Now that I’ve rested up after this year’s Amplitudes, I’ll give a few of my impressions.
Overall, I think the conference went pretty well. People seemed amused by the digital Niels Bohr, even if he looked a bit like a puppet (Lance compared him to Yoda in his final speech, which was…apt). We used Gather.town, originally just for the poster session and a “virtual reception”, but later we also encouraged people to meet up in it during breaks. That in particular was a big hit: I think people really liked the ability to just move around and chat in impromptu groups, and while nobody seemed to use the “virtual bar”, the “virtual beach” had a lively crowd. Time zones were inevitably rough, but I think we ended up with a good compromise where everyone could still see a meaningful chunk of the conference.
A few things didn’t work as well. For those planning conferences, I would strongly suggest not making a brand new gmail account to send out conference announcements: for a lot of people the emails went straight to spam. Zulip was a bust: I’m not sure if people found it more confusing than last year’s Slack or didn’t notice it due to the spam issue, but almost no-one posted in it. YouTube was complicated: the stream went down a few times and I could never figure out exactly why, it may have just been internet issues here at the Niels Bohr Institute (we did have a power outage one night and had to scramble to get internet access back the next morning). As far as I could tell YouTube wouldn’t let me re-open the previous stream so each time I had to post a new link, which probably was frustrating for those following along there.

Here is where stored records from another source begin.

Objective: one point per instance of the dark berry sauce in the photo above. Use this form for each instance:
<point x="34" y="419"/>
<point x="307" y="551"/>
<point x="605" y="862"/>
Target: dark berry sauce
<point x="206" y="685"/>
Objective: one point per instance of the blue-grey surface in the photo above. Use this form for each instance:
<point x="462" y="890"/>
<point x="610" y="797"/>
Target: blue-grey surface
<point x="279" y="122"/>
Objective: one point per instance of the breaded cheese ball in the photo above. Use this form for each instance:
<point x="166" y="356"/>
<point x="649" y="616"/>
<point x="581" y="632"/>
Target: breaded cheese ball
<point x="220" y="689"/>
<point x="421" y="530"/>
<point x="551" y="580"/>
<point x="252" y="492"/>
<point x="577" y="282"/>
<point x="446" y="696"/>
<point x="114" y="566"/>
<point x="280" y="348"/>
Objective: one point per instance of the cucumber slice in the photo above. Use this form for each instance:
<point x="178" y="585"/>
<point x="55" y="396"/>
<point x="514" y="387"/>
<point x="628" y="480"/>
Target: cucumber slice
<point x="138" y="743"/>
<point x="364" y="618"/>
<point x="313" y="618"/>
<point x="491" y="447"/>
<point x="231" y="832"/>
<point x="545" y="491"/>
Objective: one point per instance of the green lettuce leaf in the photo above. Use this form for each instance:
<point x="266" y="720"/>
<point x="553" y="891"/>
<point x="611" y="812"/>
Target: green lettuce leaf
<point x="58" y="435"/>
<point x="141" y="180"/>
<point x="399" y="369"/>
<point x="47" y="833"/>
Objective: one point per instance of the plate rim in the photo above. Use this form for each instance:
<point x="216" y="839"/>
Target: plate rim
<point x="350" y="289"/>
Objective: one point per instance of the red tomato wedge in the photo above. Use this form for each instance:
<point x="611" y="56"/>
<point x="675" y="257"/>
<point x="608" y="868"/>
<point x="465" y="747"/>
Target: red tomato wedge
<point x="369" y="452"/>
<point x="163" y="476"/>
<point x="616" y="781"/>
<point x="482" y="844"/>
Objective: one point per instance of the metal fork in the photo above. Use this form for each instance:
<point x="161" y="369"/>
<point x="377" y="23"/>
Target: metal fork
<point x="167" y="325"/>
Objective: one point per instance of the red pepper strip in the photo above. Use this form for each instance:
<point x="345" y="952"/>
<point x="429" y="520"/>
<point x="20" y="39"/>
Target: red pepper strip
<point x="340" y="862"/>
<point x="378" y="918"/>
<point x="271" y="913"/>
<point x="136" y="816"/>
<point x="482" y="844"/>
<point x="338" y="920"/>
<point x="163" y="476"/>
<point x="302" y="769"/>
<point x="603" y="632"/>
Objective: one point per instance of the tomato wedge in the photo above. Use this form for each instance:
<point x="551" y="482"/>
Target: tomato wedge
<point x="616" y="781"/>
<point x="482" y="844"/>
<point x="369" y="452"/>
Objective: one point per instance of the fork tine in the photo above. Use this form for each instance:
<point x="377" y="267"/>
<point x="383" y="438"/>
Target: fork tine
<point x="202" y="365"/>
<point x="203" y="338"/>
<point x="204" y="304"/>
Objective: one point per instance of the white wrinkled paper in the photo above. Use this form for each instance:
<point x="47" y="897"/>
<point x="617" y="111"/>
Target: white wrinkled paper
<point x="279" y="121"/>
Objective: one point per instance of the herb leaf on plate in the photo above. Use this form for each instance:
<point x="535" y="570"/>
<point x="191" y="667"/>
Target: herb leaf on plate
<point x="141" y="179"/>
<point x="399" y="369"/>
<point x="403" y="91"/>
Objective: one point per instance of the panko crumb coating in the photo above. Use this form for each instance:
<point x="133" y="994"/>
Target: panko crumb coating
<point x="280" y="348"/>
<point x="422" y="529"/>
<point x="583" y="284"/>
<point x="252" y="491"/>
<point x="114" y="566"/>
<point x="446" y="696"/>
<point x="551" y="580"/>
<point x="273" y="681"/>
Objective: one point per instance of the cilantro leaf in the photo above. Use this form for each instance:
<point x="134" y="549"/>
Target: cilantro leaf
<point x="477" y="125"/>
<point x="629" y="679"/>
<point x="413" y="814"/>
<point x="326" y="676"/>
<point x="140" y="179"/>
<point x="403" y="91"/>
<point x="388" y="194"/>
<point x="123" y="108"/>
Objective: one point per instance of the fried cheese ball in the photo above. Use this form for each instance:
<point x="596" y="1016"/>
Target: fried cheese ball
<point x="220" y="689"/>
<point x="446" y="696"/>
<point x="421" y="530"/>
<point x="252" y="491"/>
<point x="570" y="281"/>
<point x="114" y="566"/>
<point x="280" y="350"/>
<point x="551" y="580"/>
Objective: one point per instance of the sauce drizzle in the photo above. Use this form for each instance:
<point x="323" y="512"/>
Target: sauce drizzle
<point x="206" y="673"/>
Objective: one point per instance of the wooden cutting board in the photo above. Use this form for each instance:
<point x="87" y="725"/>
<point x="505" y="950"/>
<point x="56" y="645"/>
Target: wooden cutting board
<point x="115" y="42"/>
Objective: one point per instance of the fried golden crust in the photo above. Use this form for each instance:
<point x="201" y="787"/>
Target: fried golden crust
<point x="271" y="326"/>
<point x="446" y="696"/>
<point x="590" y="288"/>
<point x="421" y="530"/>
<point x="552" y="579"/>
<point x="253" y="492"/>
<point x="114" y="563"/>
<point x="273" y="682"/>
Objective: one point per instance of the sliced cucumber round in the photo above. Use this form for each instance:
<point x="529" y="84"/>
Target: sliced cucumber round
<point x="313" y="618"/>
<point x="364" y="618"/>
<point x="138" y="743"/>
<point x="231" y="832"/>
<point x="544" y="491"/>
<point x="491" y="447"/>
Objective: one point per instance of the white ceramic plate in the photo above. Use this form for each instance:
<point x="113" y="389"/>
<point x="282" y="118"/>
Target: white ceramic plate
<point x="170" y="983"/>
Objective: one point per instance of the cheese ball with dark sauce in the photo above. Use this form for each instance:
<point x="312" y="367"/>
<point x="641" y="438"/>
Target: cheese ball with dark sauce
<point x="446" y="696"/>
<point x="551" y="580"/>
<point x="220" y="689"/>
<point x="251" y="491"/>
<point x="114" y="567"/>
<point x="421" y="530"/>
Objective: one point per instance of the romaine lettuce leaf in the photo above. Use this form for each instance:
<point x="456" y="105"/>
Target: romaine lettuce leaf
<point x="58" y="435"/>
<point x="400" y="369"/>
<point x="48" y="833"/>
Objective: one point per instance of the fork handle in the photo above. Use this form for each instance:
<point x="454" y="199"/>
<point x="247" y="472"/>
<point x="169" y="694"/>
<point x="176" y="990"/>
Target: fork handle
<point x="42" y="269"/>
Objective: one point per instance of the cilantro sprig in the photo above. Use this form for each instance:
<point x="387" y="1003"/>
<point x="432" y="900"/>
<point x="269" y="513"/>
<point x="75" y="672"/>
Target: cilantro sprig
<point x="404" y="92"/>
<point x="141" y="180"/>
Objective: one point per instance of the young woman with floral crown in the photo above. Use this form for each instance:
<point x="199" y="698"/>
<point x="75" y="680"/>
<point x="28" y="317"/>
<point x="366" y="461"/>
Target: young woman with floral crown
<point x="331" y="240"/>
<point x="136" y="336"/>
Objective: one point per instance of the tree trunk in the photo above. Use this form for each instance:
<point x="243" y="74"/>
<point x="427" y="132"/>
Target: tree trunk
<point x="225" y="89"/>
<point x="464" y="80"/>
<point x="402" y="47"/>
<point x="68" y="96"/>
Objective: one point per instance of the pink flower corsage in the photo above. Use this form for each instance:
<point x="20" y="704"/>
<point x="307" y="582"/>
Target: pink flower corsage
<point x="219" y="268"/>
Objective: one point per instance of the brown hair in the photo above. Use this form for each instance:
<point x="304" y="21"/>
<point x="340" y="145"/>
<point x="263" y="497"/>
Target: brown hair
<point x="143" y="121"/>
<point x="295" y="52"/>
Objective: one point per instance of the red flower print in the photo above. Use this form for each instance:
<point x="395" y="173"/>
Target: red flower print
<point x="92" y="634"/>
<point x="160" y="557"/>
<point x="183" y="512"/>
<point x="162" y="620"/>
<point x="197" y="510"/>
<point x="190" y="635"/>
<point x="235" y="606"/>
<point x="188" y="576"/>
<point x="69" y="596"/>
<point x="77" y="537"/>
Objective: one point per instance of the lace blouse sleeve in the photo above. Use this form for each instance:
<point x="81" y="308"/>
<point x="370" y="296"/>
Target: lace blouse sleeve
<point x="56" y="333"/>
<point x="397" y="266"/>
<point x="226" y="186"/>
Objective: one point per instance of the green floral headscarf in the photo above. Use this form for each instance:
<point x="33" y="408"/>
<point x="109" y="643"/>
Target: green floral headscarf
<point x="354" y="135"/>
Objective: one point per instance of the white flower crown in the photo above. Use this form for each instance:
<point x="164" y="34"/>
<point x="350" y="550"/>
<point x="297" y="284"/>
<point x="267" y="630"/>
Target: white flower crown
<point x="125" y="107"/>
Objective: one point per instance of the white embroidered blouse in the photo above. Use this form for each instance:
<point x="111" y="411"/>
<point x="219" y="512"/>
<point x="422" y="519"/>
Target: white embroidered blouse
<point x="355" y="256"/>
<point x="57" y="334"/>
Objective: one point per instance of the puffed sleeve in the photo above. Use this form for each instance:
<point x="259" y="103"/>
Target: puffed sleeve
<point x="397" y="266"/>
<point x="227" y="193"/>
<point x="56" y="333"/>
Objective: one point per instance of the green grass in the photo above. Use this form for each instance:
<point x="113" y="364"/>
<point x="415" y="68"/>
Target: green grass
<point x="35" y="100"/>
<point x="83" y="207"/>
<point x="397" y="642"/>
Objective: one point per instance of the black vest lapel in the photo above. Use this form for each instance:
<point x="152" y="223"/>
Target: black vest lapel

That said, this was less of a problem than it might have been, because attendance/”viewership” as a whole was lower than expected. Zoomplitudes last year had massive numbers of people join in both on Zoom and via YouTube. We had a lot fewer: out of over 500 registered participants, we had fewer than 200 on Zoom at any one time, and at most 30 or so on YouTube. Confusion around the conference email might have played a role here, but I suspect part of the difference is simple fatigue: after over a year of this pandemic, online conferences no longer feel like an exciting new experience.
The actual content of the conference ranged pretty widely. Some people reviewed earlier work, others presented recent papers or even work-in-progress. As in recent years, a meaningful chunk of the conference focused on applications of amplitudes techniques to gravitational wave physics. This included a talk by Thibault Damour, who has by now mostly made his peace with the field after his early doubts were sorted out. He still suspected that the mismatch of scales (weak coupling on the one hand, classical scattering on the other) would cause problems in future, but after his work with Laporta and Mastrolia even he had to acknowledge that amplitudes techniques were useful.
In the past I would have put the double-copy and gravitational wave researchers under the same heading, but this year they were quite distinct. While a few of the gravitational wave talks mentioned the double-copy, most of those who brought it up were doing something quite a bit more abstract than gravitational wave physics. Indeed, several people were pushing the boundaries of what it means to double-copy. There were modified KLT kernels, different versions of color-kinematics duality, and explorations of what kinds of massive particles can and (arguably more interestingly) cannot be compatible with a double-copy framework. The sheer range of different generalizations had me briefly wondering whether the double-copy could be “too flexible to be meaningful”, whether the right definitions would let you double-copy anything out of anything. I was reassured by the points where each talk argued that certain things didn’t work: it suggests that wherever this mysterious structure comes from, its powers are limited enough to make it meaningful.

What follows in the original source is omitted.